Upon execution of the Term Loan Agreement, a warrant (“Initial Warrant”) was recorded as a debt issuance cost with a corresponding increase in additional paid-in capital as the Term Loan Agreement remained undrawn. The Company estimated the fair value of the Initial Warrant at $35,000, which was amortized through January 31, 2020, the period that the Company could draw down on the Term Loan Agreement facility.

In December 2019, upon the Company drawing $6.0 million in cash, an additional warrant for 183,510 shares was issued to the lender.
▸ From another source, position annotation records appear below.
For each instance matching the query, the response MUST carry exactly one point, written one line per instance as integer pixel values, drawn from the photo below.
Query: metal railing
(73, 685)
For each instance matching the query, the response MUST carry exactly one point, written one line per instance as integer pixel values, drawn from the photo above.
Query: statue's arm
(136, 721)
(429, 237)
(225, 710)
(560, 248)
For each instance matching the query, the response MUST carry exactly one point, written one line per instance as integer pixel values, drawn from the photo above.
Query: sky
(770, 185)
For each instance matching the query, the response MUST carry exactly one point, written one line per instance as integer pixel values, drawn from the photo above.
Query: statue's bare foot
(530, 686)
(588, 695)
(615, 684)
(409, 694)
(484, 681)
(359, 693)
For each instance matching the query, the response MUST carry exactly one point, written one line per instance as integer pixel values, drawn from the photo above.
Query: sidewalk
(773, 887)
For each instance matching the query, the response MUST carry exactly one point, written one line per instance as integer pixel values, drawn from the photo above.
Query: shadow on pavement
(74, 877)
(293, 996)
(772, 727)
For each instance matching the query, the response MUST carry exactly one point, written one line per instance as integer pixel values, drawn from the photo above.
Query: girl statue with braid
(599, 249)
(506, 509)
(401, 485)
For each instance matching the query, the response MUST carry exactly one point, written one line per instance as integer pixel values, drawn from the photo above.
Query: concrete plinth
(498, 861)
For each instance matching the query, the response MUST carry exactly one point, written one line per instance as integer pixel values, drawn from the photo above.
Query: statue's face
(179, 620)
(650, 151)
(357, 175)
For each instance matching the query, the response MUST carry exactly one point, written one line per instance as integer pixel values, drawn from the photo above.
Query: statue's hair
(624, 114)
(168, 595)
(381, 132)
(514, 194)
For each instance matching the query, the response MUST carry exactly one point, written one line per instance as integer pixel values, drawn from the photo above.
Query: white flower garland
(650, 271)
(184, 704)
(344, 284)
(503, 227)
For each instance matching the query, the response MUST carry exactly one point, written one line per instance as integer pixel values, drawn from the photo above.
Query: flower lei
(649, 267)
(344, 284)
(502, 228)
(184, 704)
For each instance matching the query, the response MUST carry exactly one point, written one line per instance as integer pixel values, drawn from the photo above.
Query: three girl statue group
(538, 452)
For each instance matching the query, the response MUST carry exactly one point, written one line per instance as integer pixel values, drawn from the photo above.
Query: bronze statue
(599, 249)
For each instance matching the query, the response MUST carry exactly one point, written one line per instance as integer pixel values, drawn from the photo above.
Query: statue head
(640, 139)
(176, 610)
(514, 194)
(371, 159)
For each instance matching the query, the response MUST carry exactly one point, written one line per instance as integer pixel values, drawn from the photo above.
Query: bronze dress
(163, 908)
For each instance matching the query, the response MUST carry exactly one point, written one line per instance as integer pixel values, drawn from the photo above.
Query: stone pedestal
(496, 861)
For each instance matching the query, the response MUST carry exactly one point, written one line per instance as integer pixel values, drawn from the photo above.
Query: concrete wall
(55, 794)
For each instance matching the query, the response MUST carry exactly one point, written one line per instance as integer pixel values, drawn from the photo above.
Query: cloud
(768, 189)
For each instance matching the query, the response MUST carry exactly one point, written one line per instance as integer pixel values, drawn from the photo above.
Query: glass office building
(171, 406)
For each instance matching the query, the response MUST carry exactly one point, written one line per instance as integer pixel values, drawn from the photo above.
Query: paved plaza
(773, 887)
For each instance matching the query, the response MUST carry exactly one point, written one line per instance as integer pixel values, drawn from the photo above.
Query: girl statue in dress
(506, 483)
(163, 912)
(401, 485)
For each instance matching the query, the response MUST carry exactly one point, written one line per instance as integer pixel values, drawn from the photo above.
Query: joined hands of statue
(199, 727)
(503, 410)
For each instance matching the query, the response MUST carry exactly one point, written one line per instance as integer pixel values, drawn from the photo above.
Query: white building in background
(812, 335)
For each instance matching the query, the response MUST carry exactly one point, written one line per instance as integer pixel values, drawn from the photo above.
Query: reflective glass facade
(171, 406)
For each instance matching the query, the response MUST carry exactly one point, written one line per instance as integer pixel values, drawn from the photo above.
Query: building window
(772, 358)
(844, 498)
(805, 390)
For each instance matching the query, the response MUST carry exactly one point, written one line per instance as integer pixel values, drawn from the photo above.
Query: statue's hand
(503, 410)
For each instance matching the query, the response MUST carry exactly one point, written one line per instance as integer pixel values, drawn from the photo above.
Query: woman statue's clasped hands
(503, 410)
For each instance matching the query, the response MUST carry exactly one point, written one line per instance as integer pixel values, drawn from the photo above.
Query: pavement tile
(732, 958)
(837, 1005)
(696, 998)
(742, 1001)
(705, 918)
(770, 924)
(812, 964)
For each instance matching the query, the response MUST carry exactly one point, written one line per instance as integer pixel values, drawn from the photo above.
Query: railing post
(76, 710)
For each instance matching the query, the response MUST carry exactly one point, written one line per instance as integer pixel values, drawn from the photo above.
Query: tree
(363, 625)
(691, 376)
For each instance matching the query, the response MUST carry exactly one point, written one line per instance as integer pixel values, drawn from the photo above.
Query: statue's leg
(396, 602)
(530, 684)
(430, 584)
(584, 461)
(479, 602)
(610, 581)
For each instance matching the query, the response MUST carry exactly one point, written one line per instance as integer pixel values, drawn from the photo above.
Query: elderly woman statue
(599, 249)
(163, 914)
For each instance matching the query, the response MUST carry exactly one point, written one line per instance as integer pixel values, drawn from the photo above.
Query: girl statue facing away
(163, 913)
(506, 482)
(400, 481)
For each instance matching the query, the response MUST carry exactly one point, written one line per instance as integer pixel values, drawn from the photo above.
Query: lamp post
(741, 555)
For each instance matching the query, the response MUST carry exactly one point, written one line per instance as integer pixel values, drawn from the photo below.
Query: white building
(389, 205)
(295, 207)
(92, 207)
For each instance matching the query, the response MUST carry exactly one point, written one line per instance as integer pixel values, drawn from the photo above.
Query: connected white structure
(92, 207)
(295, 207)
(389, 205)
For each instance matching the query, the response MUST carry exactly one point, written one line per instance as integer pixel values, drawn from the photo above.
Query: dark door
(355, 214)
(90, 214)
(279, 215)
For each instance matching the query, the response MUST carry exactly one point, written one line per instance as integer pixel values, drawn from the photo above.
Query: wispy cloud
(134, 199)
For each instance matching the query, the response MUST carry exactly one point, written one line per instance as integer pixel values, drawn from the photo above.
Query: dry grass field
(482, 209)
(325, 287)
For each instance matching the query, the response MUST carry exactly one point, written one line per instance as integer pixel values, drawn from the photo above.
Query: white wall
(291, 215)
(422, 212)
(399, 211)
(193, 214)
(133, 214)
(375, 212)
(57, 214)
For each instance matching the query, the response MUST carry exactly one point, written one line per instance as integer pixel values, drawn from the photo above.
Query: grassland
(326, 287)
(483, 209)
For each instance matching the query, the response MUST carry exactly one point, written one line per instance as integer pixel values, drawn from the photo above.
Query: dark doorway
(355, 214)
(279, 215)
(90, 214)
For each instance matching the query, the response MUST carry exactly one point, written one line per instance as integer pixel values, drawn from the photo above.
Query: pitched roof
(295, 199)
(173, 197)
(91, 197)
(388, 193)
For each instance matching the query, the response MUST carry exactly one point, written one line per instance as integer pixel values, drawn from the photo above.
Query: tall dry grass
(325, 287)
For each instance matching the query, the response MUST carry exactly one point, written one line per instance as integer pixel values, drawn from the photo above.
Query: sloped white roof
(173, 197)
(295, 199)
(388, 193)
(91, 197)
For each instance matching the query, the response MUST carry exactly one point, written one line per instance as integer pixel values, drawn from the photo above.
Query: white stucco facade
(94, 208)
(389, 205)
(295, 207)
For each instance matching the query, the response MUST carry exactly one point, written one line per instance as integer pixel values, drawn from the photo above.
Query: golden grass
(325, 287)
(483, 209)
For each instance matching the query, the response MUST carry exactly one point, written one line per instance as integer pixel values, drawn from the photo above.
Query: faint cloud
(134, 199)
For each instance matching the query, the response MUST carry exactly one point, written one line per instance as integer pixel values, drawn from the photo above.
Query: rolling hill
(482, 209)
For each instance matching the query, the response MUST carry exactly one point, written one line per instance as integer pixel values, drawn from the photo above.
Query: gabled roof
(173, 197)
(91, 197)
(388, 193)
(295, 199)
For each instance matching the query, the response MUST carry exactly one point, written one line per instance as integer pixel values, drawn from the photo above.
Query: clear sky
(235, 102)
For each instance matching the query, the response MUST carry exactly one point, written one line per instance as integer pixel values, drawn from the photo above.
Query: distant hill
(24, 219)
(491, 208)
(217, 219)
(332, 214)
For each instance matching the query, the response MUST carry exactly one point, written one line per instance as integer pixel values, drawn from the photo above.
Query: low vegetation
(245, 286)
The Company estimated the fair value of this warrant to be $52,000, which was also recorded as a debt discount.

The warrants were valued using the Black-Scholes option pricing model based on the following assumptions.

Expected term (years)

 

9.19 – 10

Expected volatility

 

78.2% – 81.2%

Risk-free interest rate

 

1.9% – 2.6%

Dividend yield

 

%

Warrants Issued in Connection with 2020 Convertible Notes

In July 2020, certain investors that participated in the 2020 Convertible Notes issuance, in excess of a predetermined principal amount (“Excess Amount”), were issued warrants to purchase shares of the Company’s common stock (“2020 Warrants”).

The 2020 Warrants are fully exercisable as of issuance and remain exercisable for a 10-year term and at $0.01 per share. The number of shares exercisable under the warrants is variable, equal to an amount determined by dividing 50% of the Excess Amount funded by the holder resulting in the lower of a) the lowest per share price of the securities issued in a Qualified Financing as defined in the 2020 Convertible Notes agreement or b) $1.141. Due to the variable number of shares exercisable under these warrants, with no limit to the number of shares exercisable under each warrant, these instruments were determined to be liability classified. Please refer to Note 3 — Fair Value Measurement for fair value assumptions upon measurement.

There was no change recorded in the fair value of the warrants from their date of initial measurement in July 2020 to December 31, 2020. During the year ended December 31, 2021, the Company recorded a fair value change of $0.3 million for the warrants.

Warrants Issued in Connection with 2021 Convertible Notes

Certain investors that participated in the 2021 Convertible Notes issuance in excess of a predetermined principal amount (“Excess Amount”), were issued warrants to purchase shares of the Company’s common stock. The warrants are fully exercisable as of issuance and remain exercisable for a 10-year term at an exercise price of $0.01 per share. The number of shares of common stock for which a warrant is exercisable under the warrants is variable, equal to an amount determined by dividing 150% of the Excess Amount funded by the holder by the lower of a) the lowest per share price of the securities issued in a Qualified Financing as defined in the 2021 Convertible Notes agreement or b) $1.141. Due to the variable number of shares exercisable under these warrants, with no limit to the number of shares exercisable under each warrant, these instruments were determined to be liability classified. During the year ended December 31, 2021, the Company recorded a fair value change of $0.6 million for the warrants.